O Vatican News vem publicando uma série de
artigos de Jackson Erpen,
no espaço de Memória Histórica – 50 anos
do Concílio Vaticano II, sobre a Música Sacra, com relevo para os seus
fundamentos teológicos e as suas expressões na liturgia, evidenciando o
trabalho de reflexão do Padre Gerson
Schmidt sobre o tema.
Considerando
que “a Liturgia é sempre um tema apaixonante e se enriquece ainda mais de
beleza quando falamos de Música Sacra”, assegura que “o homem redimido tem
motivos se sobra para cantar e louvar: pelo Pai que criou o Universo cheio de
esplendor, por Cristo como glória de Deus que nos é acessível e nos salva, pelo
Espírito Santo que geme em nós com gemidos inefáveis e nos faz dar graças a
todo o instante”. É pois um “louvor trinitário”.
Depois,
ressalta que o tema é abordado no Capítulo VI da Constituição Conciliar Sacrosanctum Concilium (SC) – falando da “Importância para a Liturgia”, da “Adaptação às diferentes culturas”, dos
“Instrumentos músicos sagrados” e das “Normas para os compositores” –,
cujo n,º 116 aponta o canto gregoriano como próprio da liturgia romana, pelo
que terá, na ação litúrgica, em igualdade de circunstâncias, o primeiro lugar. Porém,
não exclui “todos os outros géneros de música sacra, mormente a polifonia, na
celebração dos Ofícios divinos, desde que estejam em harmonia com o espírito da
ação litúrgica”. Por seu turno, o n.º 119 sublinha que, “em certas regiões,
sobretudo nas Missões, há povos com tradição musical própria”, com excecional
impacto na sua vida religiosa e social, convindo dar-se-lhe o lugar que lhe
compete, quer na educação do sentido religioso desses povos, quer na adaptação
do culto à sua índole. Assim, a formação dos líderes, nomeadamente dos missionários,
deve ser cuidada de modo que a música dos povos em causa seja promovida nas
escolas e nas ações sagradas.
O canto
cultual desenvolveu-se na passagem da sinagoga para a Igreja.
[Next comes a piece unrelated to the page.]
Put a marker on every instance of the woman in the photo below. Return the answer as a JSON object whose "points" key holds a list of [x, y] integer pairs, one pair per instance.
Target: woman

Muito cedo se juntaram
aos salmos os “cânticos”, a que se alude nos seguintes textos bíblicos:
“Quanto estais reunidos, cada um pode cantar um hino, proferir um
ensinamento ou uma revelação, falar em línguas ou interpretá-las, mas que tudo
se faça de modo a edificar” (1Cor 14,26). “A Palavra de Cristo habite em vós ricamente: com toda a sabedoria
ensinai e admoestai-vos uns aos outros e, em ação de graças a Deus, entoem
vossos corações salmos, hinos e cânticos espirituais” (Cl 3,16). “Entre vós, cantai salmos, hinos e cânticos
espirituais; cantai e louvai o Senhor no vosso coração; sem cessar, dai graças por
tudo a Deus Pai, em nome de nosso Senhor Jesus Cristo” (Ef 5,19).
E há uma
série de hinos cristológicos do cristianismo primitivo inseridos nos textos
neotestamentários: Fl 2,6-11; Ef 2,14-16; 2Tm 2,11-13. Além disso, é de
enfatizar que “o facto de os cânticos de Israel continuarem a ser recitados e
cantados como cânticos da Igreja significa que foi conservada toda a riqueza de
sentimento da oração de Israel.
Por outro
lado, é de esclarecer, com São Tomás de Aquino, que o louvor não é necessário
para Deus, mas para quem louva, pois, “mediante o louvor de Deus, o homem eleva-se
até Deus”. Louvar é elevar-se, “tocar aquele que habita no louvor dos anjos”.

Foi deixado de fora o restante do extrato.